Roos en graven: E. du Perron (1899-1940)
Nadat de fotograaf en ik de grafstenen van Lucebert en Adriaan Roland Holst te grazen hadden genomen, bleven we nog even op de weelderige begraafplaats hangen: Bergen biedt meer. Ook Charles Edgar du Perron namelijk, kortweg Eddy, vond (geheel ongepland) zijn laatste rustplaats in het Noord-Hollandse dorp.
De fotograaf trok zijn toestel alweer tevoorschijn maar ik was wat afgeleid: naast de steen gezeten dacht ik niet over sterven in Bergen maar aan geld. Vandaar die weemoedige blik.
Na de middelbare school ging ik als literatuurliefhebber en veellezer natuurlijk Nederlands studeren, in Groningen. Wellicht wat naïef, maar ik had verwacht bij die studie veel gelijkgestemden te zullen aantreffen. Dat viel ietwat tegen. Mijn medestudenten waren erg aardig, maar literatuur? Nee.

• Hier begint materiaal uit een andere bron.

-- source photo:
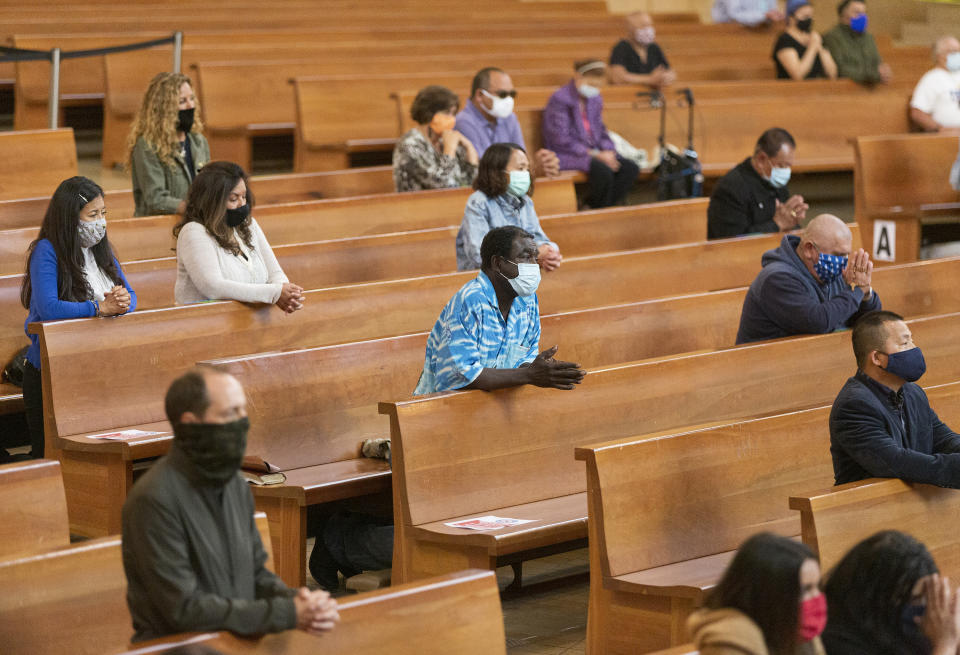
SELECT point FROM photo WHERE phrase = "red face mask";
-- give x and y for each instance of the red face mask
(813, 617)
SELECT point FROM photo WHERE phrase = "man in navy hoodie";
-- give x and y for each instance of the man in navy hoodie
(811, 284)
(881, 424)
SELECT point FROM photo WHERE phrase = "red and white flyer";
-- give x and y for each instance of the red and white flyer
(488, 523)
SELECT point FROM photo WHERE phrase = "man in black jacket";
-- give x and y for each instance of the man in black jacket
(753, 196)
(881, 424)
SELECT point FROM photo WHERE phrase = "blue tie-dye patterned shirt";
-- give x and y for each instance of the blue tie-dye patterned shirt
(471, 335)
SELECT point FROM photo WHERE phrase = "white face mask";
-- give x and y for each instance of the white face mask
(644, 35)
(588, 90)
(526, 283)
(953, 62)
(501, 108)
(92, 232)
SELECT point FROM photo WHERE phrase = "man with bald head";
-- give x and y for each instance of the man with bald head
(936, 99)
(637, 59)
(811, 284)
(191, 550)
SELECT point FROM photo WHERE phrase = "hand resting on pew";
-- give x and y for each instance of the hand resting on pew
(544, 371)
(115, 302)
(316, 611)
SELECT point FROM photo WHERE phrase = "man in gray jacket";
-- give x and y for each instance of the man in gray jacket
(191, 550)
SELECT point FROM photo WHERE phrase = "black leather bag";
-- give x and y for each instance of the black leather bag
(13, 371)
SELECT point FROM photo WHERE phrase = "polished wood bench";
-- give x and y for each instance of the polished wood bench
(647, 578)
(72, 601)
(35, 162)
(903, 180)
(468, 602)
(432, 486)
(270, 190)
(150, 237)
(33, 515)
(835, 519)
(334, 315)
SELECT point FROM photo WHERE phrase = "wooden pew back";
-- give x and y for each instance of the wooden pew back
(836, 519)
(484, 469)
(35, 162)
(33, 516)
(72, 601)
(468, 602)
(903, 171)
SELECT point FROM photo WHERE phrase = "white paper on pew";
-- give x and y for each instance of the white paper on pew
(488, 523)
(124, 435)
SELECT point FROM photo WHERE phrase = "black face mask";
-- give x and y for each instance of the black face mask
(235, 217)
(185, 120)
(215, 450)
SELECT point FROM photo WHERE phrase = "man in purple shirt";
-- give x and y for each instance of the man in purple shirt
(488, 118)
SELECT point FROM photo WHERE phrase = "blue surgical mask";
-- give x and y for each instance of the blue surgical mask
(859, 23)
(519, 183)
(588, 90)
(779, 176)
(908, 365)
(527, 281)
(953, 62)
(829, 267)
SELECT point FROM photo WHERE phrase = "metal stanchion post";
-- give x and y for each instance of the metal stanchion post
(54, 102)
(177, 50)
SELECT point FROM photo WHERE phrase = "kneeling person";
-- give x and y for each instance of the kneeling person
(191, 550)
(488, 335)
(881, 424)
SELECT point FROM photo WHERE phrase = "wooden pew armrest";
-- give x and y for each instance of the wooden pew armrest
(323, 483)
(555, 520)
(845, 494)
(133, 449)
(689, 579)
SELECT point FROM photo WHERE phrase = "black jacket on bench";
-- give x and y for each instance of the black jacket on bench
(878, 433)
(193, 557)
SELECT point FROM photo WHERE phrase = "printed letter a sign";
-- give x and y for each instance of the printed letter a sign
(884, 241)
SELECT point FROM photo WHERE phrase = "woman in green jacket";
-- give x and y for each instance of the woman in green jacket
(166, 146)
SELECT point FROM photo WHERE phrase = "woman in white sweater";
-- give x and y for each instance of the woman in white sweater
(222, 253)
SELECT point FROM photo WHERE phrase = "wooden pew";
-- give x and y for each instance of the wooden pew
(312, 424)
(631, 399)
(428, 252)
(332, 315)
(33, 515)
(903, 180)
(72, 601)
(664, 524)
(467, 601)
(152, 237)
(270, 190)
(34, 162)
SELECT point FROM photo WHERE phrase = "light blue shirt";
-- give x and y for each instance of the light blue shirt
(471, 335)
(745, 12)
(483, 213)
(473, 124)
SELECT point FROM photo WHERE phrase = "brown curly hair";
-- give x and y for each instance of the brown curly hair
(157, 118)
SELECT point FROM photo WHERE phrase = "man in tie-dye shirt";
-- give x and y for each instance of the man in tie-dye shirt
(488, 335)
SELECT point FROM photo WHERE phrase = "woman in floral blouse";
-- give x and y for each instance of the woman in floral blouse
(433, 155)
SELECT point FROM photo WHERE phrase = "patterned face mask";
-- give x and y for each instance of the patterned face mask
(829, 267)
(92, 232)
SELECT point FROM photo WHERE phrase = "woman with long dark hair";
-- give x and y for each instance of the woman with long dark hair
(767, 603)
(71, 273)
(886, 597)
(503, 196)
(222, 254)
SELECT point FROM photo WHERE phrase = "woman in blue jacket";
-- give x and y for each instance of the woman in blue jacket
(71, 273)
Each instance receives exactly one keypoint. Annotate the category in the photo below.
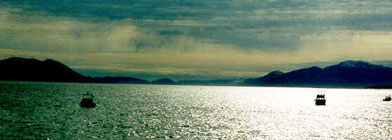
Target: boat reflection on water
(387, 98)
(320, 99)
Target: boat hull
(320, 102)
(87, 103)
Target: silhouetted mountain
(164, 81)
(348, 73)
(22, 69)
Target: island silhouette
(358, 74)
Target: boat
(320, 99)
(87, 101)
(387, 98)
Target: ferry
(320, 99)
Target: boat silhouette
(320, 99)
(387, 98)
(87, 101)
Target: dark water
(51, 111)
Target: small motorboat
(320, 99)
(387, 98)
(87, 101)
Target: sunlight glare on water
(51, 110)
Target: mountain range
(345, 74)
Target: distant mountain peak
(275, 73)
(357, 64)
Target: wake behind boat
(387, 98)
(320, 99)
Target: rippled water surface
(51, 111)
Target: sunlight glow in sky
(203, 38)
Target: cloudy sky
(194, 38)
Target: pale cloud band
(216, 44)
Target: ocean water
(51, 111)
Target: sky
(195, 39)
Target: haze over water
(51, 110)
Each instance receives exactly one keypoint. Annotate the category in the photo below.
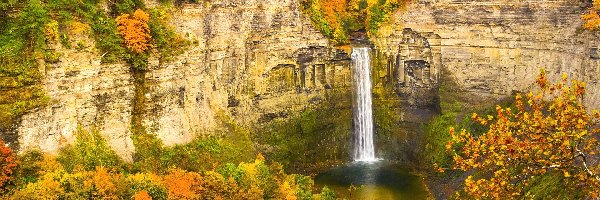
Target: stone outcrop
(251, 62)
(254, 61)
(491, 48)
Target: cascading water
(364, 149)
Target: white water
(364, 150)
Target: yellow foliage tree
(135, 30)
(549, 132)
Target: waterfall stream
(364, 149)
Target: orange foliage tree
(135, 30)
(548, 133)
(591, 18)
(8, 164)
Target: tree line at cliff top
(337, 19)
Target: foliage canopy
(548, 132)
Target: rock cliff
(251, 62)
(254, 61)
(491, 48)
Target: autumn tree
(548, 132)
(591, 18)
(135, 30)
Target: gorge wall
(254, 61)
(250, 62)
(491, 48)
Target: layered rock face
(494, 47)
(251, 62)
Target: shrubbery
(88, 169)
(336, 19)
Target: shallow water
(376, 180)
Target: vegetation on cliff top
(32, 31)
(548, 135)
(591, 18)
(337, 19)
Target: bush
(8, 163)
(89, 151)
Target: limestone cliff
(491, 48)
(251, 61)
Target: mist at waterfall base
(375, 178)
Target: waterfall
(364, 149)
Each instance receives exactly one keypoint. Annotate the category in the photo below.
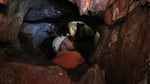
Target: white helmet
(57, 41)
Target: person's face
(67, 44)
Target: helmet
(57, 41)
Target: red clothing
(68, 59)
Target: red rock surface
(113, 9)
(17, 73)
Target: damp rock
(42, 9)
(36, 32)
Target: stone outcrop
(18, 73)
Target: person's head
(62, 43)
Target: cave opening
(49, 17)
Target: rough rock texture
(12, 19)
(126, 47)
(17, 73)
(112, 10)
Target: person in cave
(68, 58)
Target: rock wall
(126, 47)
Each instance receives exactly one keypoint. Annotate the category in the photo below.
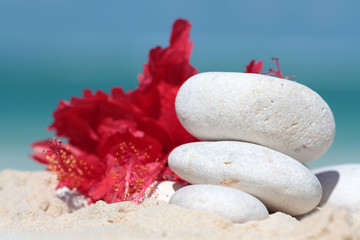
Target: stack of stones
(257, 133)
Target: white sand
(30, 209)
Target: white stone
(230, 203)
(280, 182)
(165, 189)
(277, 113)
(341, 185)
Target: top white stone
(277, 113)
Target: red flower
(119, 143)
(74, 167)
(253, 67)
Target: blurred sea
(52, 50)
(27, 110)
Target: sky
(52, 50)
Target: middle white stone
(280, 182)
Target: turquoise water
(54, 50)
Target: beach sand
(30, 209)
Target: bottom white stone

Op een goede dag ging ik met een van mijn kersverse vriendinnen mee naar haar moeder en stiefvader in Leeuwarden. Zomaar, om eens in een andere stad uit te gaan. Terwijl wij ons in korte rokjes hulden, viel het me op dat er wel erg veel boeken in huis stonden. Mooie, in leer gebonden uitgaven. Erg veel van Menno ter Braak. En erg veel van E. du Perron. Die van Ter Braak bleken veelal te zijn gesigneerd… voor zijn vriend Eddy. Dit was niet zomaar een collectie, dit was de hoogsteigen boekenkast van E. Du Perron. Ik kon wel juichen. De stiefvader van de vriendin bleek Du Perrons zoon Alain te zijn en die wilde met alle plezier over zijn vader vertellen en de boeken laten zien. Welwillend liet hij me alles bepotelen, maar ik durfde niet te zeggen dat ik Du Perrons meesterwerk Het land van herkomst nooit gelezen had.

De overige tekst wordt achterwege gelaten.